Дядя все равно не слушает.
– Пошел, – говорит, – извозчик, на Волховскую, к Керну.
Приехали. Я его упросил, чтобы он хоть здесь отпустил извозчика, что я назад ни за что в другой раз по тем же улицам не поеду. На это он согласился. Меня назвал еще раз дураком, а извозчику дал пятиалтынный и часы мне купил серебряные с золотым ободочком и с цепочкой.
– Такие, – говорит, – часы у нас, в Ельце, теперь самые модные; а когда ты их заводить приучишься, а я в другой раз приеду – я тебе тогда золотые куплю и с золотой цепочкой.
Я его поблагодарил и часам очень рад, но только прошу, чтобы все-таки он больше на извозчиках со мною не ездил.
– Хорошо, хорошо, – говорит, – веди меня скорей в Борисоглебскую гостиницу; нам надо там сквозной номер нанять.
Я говорю:
– Это отсюда рукой подать.
– Ну и пойдем. Нам здесь у вас в Орле прохлаждаться некогда. Мы зачем приехали? Себе голосистого дьякона выбрать; сейчас это и делать. Время терять некогда. Проведи меня до гостиницы и сам ступай домой к матери.
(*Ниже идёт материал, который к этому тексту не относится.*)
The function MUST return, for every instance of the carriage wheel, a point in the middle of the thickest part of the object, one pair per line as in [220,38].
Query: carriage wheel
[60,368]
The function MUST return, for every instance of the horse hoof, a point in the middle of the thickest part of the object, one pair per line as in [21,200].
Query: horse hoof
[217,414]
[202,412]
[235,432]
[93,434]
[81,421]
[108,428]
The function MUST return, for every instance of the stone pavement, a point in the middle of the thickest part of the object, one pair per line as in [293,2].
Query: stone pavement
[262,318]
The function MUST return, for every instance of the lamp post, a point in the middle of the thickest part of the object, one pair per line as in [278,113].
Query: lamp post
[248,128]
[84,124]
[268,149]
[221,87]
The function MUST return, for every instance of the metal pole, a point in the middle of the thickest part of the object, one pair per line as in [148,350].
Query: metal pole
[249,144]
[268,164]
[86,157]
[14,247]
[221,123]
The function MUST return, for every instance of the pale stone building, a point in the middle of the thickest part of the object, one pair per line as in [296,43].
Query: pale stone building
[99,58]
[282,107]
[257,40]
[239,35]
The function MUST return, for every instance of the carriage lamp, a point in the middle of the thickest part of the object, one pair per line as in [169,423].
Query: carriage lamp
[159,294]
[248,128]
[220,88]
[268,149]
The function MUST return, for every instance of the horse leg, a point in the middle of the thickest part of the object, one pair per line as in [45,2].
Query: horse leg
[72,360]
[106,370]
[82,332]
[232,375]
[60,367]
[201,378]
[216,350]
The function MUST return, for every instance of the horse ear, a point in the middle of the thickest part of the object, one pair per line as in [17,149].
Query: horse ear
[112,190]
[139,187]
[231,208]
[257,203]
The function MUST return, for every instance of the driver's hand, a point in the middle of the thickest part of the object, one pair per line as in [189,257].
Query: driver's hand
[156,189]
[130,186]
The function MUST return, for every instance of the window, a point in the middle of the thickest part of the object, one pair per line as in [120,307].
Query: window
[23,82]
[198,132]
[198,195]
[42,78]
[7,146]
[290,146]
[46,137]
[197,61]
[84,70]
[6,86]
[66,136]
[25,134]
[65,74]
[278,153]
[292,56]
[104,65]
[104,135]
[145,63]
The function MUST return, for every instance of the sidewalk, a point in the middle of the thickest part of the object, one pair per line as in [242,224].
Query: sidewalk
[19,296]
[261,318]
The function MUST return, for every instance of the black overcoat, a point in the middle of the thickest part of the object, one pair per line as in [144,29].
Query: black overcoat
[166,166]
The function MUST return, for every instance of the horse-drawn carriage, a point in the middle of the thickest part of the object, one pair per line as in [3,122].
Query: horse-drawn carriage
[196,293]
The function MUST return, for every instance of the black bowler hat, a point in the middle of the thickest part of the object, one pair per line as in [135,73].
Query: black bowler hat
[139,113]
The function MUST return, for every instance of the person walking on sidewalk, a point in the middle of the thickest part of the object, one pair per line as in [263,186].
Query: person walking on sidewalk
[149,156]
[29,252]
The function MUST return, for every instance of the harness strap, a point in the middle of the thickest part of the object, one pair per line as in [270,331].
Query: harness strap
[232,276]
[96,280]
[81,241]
Я его проводил, а сам поскорее домой.
Прибежал так скоро, что всего часа еще не прошло, как вышел, и своим дядин подарок, часы, показываю.
Маменька посмотрела и говорит:
– Что ж… очень хороши, – повесь их у себя над кроватью на стенку, а то ты их потеряешь.
А тетенька отнеслась еще с критикой:
– Зачем же это, – говорит, – часы серебряные, а ободок желтый?
– Это, – отвечаю, – самое модное в Ельце.
– Пустяки какие, – говорит, – у них в Ельце выдумывают. Старики умнее в Ельце жили – все носили одного звания: серебряные часы так серебряные, а золотые так золотые; а это на что одно с другим совокуплено насильно, что бог разно по земле рассеял.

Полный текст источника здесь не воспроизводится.